The best time to sweat: “I go to yoga around noon everyday because that’s when your metabolism is at its peak. Also, your energy levels are highest at that time because the sun is up. If the sun is up, you’re up.”
Hungry vs. dehydrated: “I probably drink five big bottles of water in one day. But you need it—that’s the most important thing for keeping your skin super moisturized, glowing. Water is key for minimizing cravings, too—especially in the summer, when you can confuse hunger with thirst. Sometimes you really think you want to eat something, like ice cream, but really you’re just super thirsty and dehydrated.”
Staying grounded: “It all starts in the beginning of the day with how you wake up. Do you wake up and rush out of the house? Do you wake up and look at your phone? Lying down and maybe just taking six deep breaths and getting yourself ready for the day is so beneficial. I think breathing is actually the most healing thing there is.”
Great people, good diet: “At the end of the day, your health comes down to balance. It’s not only the nutrition of what you’re putting in your mouth, but also the types of personal relationships you’re having.

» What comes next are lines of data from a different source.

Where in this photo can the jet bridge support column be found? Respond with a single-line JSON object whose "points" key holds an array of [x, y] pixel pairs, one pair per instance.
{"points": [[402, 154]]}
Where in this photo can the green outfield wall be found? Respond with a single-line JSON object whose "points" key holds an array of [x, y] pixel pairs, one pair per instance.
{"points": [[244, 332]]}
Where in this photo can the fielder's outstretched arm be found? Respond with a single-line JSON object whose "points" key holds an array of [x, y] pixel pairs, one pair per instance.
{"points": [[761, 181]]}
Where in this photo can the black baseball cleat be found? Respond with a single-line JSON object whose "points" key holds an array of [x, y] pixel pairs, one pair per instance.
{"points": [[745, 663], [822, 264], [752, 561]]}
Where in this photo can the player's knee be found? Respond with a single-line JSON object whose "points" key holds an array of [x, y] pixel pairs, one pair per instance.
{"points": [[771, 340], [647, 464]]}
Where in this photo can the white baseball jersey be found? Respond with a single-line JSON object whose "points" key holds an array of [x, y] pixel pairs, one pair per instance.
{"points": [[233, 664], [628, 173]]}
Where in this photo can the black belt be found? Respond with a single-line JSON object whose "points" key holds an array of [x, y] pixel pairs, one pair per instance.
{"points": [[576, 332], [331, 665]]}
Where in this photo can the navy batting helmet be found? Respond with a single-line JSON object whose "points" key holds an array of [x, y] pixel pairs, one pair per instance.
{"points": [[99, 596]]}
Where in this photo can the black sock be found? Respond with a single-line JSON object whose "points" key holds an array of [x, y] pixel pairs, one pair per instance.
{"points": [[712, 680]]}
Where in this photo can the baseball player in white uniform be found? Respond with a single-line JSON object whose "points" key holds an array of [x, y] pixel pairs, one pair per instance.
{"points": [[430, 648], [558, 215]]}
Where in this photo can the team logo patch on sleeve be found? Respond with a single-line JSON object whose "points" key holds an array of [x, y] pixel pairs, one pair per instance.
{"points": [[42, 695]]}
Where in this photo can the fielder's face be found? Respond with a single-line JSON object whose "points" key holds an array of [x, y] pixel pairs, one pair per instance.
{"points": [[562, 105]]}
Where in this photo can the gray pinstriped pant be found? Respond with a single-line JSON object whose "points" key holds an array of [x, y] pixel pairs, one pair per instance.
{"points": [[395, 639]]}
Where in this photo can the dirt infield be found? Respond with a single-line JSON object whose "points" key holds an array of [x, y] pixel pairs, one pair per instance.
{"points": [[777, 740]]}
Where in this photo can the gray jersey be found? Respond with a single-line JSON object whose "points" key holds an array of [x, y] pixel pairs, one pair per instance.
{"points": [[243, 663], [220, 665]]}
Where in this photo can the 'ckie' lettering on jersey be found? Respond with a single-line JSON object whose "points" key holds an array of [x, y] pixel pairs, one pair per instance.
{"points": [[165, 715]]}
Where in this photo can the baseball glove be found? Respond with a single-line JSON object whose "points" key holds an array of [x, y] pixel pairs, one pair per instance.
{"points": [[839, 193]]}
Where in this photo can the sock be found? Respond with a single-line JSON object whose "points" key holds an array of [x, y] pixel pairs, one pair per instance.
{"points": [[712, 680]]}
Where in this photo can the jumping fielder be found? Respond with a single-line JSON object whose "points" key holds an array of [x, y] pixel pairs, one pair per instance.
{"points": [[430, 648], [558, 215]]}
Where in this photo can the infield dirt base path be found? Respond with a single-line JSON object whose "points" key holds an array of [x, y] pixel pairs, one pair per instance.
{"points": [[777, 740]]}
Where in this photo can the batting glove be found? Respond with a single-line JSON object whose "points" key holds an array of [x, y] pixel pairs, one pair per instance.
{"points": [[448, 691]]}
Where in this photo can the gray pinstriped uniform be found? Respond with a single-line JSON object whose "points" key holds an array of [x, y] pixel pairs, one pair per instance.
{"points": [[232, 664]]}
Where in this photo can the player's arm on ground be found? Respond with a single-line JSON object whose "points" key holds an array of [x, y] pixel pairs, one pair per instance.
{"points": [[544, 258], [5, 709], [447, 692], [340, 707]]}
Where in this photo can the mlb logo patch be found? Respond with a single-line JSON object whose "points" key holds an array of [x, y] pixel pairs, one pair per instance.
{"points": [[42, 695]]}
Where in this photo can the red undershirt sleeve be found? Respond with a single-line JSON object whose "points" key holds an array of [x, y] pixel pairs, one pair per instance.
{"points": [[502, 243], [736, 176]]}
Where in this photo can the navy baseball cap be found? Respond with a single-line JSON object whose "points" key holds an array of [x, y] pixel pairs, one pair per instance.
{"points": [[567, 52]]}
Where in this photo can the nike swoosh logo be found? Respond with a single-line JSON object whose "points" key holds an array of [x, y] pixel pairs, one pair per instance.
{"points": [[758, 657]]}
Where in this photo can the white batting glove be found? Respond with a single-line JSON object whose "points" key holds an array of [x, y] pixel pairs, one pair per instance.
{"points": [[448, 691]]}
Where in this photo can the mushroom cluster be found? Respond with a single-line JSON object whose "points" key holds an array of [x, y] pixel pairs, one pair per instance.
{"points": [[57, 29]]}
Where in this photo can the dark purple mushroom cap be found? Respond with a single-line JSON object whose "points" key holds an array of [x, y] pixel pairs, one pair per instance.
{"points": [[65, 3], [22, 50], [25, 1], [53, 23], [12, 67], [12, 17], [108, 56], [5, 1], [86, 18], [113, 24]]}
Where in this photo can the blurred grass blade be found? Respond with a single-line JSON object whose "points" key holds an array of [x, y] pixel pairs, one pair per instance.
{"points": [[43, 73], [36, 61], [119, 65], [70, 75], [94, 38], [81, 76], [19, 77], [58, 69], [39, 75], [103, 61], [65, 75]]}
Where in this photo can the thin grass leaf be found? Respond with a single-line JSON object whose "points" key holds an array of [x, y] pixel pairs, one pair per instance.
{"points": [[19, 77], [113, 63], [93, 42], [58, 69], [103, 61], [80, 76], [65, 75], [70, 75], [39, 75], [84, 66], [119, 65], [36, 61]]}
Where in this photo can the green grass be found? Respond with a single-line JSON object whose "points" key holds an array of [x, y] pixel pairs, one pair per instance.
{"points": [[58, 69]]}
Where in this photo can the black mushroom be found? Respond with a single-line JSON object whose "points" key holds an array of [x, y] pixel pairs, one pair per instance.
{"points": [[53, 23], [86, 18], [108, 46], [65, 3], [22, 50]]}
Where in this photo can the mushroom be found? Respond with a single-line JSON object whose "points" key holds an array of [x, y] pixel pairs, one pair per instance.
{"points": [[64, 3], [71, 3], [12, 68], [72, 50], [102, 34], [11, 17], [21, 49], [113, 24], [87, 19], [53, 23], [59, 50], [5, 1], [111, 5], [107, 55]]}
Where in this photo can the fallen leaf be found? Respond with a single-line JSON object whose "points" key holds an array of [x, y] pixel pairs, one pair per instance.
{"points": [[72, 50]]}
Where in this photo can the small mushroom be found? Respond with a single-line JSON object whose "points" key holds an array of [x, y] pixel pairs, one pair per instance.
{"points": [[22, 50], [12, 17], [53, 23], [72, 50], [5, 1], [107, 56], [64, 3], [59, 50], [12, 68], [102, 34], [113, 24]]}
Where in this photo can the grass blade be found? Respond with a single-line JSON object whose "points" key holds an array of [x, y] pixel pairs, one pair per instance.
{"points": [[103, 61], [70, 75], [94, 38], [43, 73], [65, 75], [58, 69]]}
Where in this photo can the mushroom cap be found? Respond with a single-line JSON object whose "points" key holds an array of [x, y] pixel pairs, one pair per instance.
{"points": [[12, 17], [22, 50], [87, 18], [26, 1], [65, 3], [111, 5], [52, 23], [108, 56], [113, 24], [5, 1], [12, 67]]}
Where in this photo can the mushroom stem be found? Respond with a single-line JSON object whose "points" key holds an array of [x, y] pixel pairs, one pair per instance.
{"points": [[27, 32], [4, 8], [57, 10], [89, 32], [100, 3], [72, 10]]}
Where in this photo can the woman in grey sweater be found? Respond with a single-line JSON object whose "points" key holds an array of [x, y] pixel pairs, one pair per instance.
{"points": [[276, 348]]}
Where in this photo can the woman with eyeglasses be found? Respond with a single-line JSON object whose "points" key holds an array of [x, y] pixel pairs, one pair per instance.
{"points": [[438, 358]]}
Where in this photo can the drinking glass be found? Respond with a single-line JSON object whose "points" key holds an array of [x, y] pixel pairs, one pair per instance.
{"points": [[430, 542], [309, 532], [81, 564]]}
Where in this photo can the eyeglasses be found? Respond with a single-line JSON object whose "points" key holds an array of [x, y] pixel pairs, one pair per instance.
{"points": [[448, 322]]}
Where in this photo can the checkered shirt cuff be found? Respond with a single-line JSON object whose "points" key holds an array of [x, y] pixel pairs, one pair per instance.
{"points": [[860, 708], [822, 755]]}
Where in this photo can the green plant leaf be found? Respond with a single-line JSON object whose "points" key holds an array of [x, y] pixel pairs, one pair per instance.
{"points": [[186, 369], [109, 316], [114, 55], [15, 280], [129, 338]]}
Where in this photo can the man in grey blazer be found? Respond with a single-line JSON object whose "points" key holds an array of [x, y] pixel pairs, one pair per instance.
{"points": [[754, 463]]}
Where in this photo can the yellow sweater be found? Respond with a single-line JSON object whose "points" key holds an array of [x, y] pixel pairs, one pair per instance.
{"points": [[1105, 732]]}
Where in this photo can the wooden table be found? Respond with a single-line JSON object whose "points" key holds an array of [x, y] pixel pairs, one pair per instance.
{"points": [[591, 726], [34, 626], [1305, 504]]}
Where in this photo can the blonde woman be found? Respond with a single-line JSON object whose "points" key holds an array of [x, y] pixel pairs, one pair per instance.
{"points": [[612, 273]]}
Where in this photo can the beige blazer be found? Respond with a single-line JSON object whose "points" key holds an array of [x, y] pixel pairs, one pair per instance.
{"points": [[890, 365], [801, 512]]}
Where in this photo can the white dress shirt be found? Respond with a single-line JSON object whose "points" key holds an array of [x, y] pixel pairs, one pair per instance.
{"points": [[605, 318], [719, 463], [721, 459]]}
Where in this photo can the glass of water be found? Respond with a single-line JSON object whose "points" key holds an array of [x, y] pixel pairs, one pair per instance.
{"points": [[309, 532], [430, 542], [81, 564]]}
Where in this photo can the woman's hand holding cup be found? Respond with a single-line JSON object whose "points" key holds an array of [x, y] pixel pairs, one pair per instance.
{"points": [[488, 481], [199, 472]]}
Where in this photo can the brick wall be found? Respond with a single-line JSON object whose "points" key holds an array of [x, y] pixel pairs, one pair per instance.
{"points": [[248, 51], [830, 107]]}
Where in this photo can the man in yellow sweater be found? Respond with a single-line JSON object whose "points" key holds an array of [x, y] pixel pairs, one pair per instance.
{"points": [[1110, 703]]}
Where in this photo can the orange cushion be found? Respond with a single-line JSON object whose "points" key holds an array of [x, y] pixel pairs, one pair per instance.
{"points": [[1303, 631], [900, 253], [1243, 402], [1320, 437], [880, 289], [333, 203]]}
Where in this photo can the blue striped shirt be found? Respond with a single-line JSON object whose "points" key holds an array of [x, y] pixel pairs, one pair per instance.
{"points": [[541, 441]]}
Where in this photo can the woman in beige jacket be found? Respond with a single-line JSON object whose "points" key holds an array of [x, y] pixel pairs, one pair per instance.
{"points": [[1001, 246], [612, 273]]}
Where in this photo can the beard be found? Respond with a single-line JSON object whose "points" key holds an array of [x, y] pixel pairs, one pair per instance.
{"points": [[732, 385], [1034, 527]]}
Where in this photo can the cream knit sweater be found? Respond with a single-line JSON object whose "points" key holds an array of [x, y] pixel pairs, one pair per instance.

That, too, is a kind of nutrition: who you’re talking to throughout the day and what types of experiences you’re having. We absorb all of that. If you want to be healthy, you have to really be honest with how you’re feeling about yourself and others. You can be eating the most perfect diet, eating only whole foods, you can have it all in the perfect equation, but if you’re not happy with your relationships, you won’t be healthy and you probably won’t have amazing skin or glowing eyes. You are really a reflection of what’s going on inside of you.”
Favorite beauty foods: “First, radishes: they’re high in silica, sulfur, and vitamin C, which are the three main ingredients for beautiful skin and eyes. Next up is watercress, because it oxygenates your blood, improves your circulation, and allows you to release toxins, making you just glow. And finally, cilantro, because it is a great detoxifier, it’s really good for evening your skin tone, and you can put it in everything.”